Barbara Ellington, Public Affairs Editor
Dr Trevor Gardner, the president-elect of Northern Caribbean University (NCU), is urging authors in the region to start creating positive mythological images of Caribbean men in an attempt to engage the psyche of males.
Speaking with The Sunday Gleaner last Friday, Gardner said for far too long the mythological figures seen and read about by our boys have included Phantom, Superman and Spider-Man - all of a different hue than us.
"On the other hand, the myths we have of our males speak of a 'ginnal', Anancy or a comedic figure.
"We need to begin to articulate a different type of maleness, more admirable figures that affirm our men, and NCU has a role to play in that process. Quick seminars and workshops will not suffice, we need a more systematic approach," said Gardner.
He argued that what is needed is a knowledge-based curriculum of what men should be hearing and experiencing.
Dr Gardner, whose inauguration takes place on Monday, June 25, says reaffirming our males has to follow a similar approach to that used in the 1960s when there was a commitment to the advancement of women.
"That commitment led to research institutes and women's studies in universities, and today women can speak without apology and be heard.
"As NCU impacts education, it can begin to make a difference here. Our culture has promoted promiscuity and the wrong ideas of what is maleness. Too many people are postulating their expertise on what ought to be male and these opinions become knowledge that does not fit what society knows to be truth," said Gardner.
He says serious research agenda is needed to reverse the downward spiral of the nation's men into negative stereotypes.
According to Gardner, we need to reconstruct wholesome male models rather than accommodate so much ambiguity about what's right and wrong.
"We need a spiritual anchor to give us that. If we live that rather than just talk, young men would have a clear model and we would see the results. My father modelled what he taught us.
"He was one of the kindest people I know and I am so much like him, it's frightening. But alongside the kindness, he had grit without ambiguity," said Gardner.
He said, except for smoking, his father practised what he preached.
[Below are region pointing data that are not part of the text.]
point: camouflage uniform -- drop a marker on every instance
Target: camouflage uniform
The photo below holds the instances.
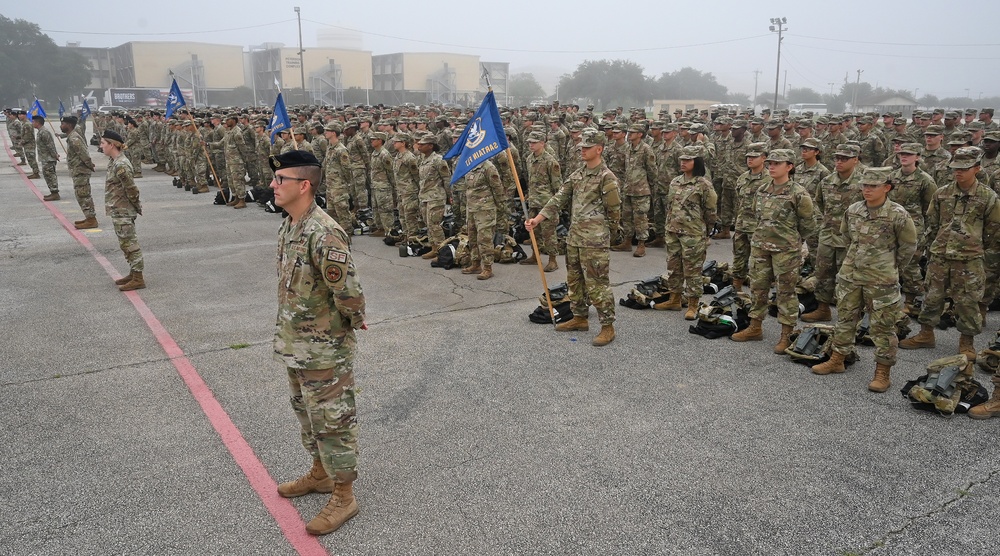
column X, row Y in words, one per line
column 320, row 304
column 691, row 212
column 832, row 199
column 593, row 197
column 337, row 176
column 544, row 179
column 383, row 184
column 484, row 196
column 80, row 168
column 880, row 242
column 48, row 156
column 640, row 176
column 785, row 218
column 121, row 203
column 960, row 225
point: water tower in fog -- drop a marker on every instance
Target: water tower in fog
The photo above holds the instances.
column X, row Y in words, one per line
column 344, row 39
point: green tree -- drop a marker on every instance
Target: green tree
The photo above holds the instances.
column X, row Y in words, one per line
column 689, row 83
column 524, row 88
column 607, row 83
column 32, row 64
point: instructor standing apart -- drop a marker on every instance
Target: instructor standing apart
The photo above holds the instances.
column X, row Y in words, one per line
column 320, row 304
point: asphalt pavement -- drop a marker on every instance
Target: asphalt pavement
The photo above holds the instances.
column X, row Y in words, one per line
column 481, row 432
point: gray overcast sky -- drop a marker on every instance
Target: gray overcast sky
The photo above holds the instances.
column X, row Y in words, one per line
column 825, row 40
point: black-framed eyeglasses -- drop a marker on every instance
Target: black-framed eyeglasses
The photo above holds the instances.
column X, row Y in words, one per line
column 280, row 179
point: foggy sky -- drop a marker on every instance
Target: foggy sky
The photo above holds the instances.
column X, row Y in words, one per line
column 952, row 47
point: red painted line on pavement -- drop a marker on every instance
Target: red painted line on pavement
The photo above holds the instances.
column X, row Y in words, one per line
column 284, row 513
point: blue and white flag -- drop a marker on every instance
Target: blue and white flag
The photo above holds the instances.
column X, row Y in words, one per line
column 36, row 110
column 483, row 138
column 174, row 99
column 279, row 121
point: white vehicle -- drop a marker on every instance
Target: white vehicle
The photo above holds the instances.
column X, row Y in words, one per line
column 817, row 109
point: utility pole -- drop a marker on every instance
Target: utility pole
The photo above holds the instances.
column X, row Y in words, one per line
column 756, row 74
column 302, row 62
column 777, row 26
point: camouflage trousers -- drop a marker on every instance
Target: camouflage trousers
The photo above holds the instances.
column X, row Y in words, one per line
column 482, row 224
column 129, row 244
column 81, row 188
column 338, row 205
column 828, row 260
column 685, row 255
column 727, row 200
column 359, row 188
column 50, row 177
column 587, row 275
column 635, row 219
column 324, row 404
column 658, row 209
column 545, row 233
column 741, row 254
column 781, row 268
column 382, row 199
column 885, row 307
column 433, row 212
column 409, row 211
column 965, row 283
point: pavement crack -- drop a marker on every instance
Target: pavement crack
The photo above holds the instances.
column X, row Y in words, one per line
column 960, row 494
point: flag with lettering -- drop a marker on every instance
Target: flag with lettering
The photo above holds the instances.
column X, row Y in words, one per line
column 483, row 138
column 36, row 110
column 174, row 99
column 279, row 121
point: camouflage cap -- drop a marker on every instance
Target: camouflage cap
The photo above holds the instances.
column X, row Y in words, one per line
column 591, row 138
column 966, row 157
column 756, row 149
column 848, row 150
column 781, row 155
column 811, row 143
column 876, row 175
column 692, row 151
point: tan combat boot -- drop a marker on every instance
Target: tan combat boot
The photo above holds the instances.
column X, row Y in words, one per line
column 821, row 314
column 315, row 480
column 673, row 303
column 752, row 333
column 473, row 268
column 833, row 365
column 783, row 341
column 341, row 507
column 605, row 336
column 575, row 324
column 925, row 339
column 881, row 381
column 967, row 347
column 625, row 245
column 692, row 312
column 86, row 223
column 135, row 283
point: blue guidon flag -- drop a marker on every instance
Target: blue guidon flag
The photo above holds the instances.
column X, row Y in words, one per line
column 483, row 138
column 174, row 99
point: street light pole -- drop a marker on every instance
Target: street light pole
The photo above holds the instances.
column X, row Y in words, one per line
column 302, row 63
column 778, row 26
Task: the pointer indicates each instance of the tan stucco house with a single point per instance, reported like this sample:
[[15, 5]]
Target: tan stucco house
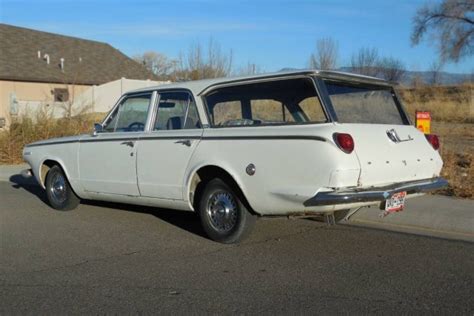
[[39, 68]]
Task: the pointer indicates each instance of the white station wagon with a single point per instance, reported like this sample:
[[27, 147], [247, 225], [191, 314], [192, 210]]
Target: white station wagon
[[233, 149]]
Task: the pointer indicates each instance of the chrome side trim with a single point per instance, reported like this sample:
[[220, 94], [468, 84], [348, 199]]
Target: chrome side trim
[[375, 194]]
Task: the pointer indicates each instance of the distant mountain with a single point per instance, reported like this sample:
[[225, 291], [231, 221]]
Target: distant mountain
[[446, 78]]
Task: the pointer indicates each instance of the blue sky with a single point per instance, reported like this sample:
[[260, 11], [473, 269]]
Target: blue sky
[[272, 34]]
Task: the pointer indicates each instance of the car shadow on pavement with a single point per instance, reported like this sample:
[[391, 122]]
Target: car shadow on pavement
[[187, 221]]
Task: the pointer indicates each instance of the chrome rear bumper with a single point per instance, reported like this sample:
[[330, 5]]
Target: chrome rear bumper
[[375, 194]]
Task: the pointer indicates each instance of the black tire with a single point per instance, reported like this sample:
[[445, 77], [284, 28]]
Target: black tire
[[58, 190], [224, 217]]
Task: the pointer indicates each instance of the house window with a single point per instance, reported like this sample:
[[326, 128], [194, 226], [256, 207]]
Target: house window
[[61, 95]]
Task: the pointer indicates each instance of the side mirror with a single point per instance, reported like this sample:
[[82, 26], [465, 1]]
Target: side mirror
[[98, 128]]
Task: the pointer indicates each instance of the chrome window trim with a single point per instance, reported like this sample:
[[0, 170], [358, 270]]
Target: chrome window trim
[[119, 102], [329, 117], [157, 106]]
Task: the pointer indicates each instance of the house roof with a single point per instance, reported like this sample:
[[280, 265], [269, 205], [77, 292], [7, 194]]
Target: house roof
[[23, 57]]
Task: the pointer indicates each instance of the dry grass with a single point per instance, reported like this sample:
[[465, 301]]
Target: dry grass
[[27, 130], [447, 104]]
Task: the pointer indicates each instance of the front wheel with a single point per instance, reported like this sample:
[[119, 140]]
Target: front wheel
[[223, 216], [58, 190]]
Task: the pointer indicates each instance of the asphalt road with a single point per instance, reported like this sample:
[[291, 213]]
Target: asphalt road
[[123, 259]]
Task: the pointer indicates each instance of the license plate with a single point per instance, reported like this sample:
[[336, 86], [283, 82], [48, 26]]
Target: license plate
[[396, 203]]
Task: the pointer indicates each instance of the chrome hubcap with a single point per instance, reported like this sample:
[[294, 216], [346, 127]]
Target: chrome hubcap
[[58, 188], [222, 211]]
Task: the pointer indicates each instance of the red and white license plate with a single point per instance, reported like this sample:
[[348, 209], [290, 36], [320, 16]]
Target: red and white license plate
[[396, 203]]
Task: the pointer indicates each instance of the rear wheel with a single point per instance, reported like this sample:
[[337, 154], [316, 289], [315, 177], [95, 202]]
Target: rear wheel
[[58, 190], [223, 216]]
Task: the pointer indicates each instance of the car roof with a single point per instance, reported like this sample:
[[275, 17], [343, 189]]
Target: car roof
[[198, 87]]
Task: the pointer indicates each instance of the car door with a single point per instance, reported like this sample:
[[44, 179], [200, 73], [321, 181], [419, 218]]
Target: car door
[[107, 160], [164, 153]]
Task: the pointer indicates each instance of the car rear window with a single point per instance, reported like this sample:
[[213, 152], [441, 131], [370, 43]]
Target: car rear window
[[276, 102], [364, 104]]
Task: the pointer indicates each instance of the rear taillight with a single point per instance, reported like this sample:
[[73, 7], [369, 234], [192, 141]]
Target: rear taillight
[[433, 140], [344, 141]]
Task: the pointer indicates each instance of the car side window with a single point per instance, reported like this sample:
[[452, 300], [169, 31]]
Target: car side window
[[130, 115], [275, 102], [176, 110]]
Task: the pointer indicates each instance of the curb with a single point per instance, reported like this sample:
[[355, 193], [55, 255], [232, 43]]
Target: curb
[[431, 215]]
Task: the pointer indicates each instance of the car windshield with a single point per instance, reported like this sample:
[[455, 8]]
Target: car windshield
[[355, 103], [277, 102]]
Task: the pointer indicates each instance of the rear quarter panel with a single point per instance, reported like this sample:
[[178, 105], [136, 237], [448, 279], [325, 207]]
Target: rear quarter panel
[[288, 171]]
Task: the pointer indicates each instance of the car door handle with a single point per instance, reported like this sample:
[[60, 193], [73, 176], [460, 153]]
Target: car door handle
[[128, 143], [186, 142]]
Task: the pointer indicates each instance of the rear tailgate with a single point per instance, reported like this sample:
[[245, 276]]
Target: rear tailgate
[[389, 149], [385, 161]]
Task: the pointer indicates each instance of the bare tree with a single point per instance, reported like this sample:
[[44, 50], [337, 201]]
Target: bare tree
[[451, 23], [157, 63], [391, 69], [435, 72], [365, 62], [199, 65], [326, 54]]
"He only stopped smoking at age 60, but always warned us against smoking," Gardner said.
The NCU president-elect argued that clarity about right or wrong and respect for authority without chaos, made his parent-child relationship easy.
In a similar vein, Gardner is confident that his children would say he is a pretty good father.
He said the only area of weakness, stemmed from his frequent absences from home due to the responsibilities of work.
"I was always gone for long periods, but I am home for the important occasions."
He said he has spent a lot of time teaching his children and playing with them.
Some of the values he has imparted to them include learning when to apologise, standing up for themselves, defending those who need to be defended, understanding what it means to serve, and a love and respect for their Caribbean culture.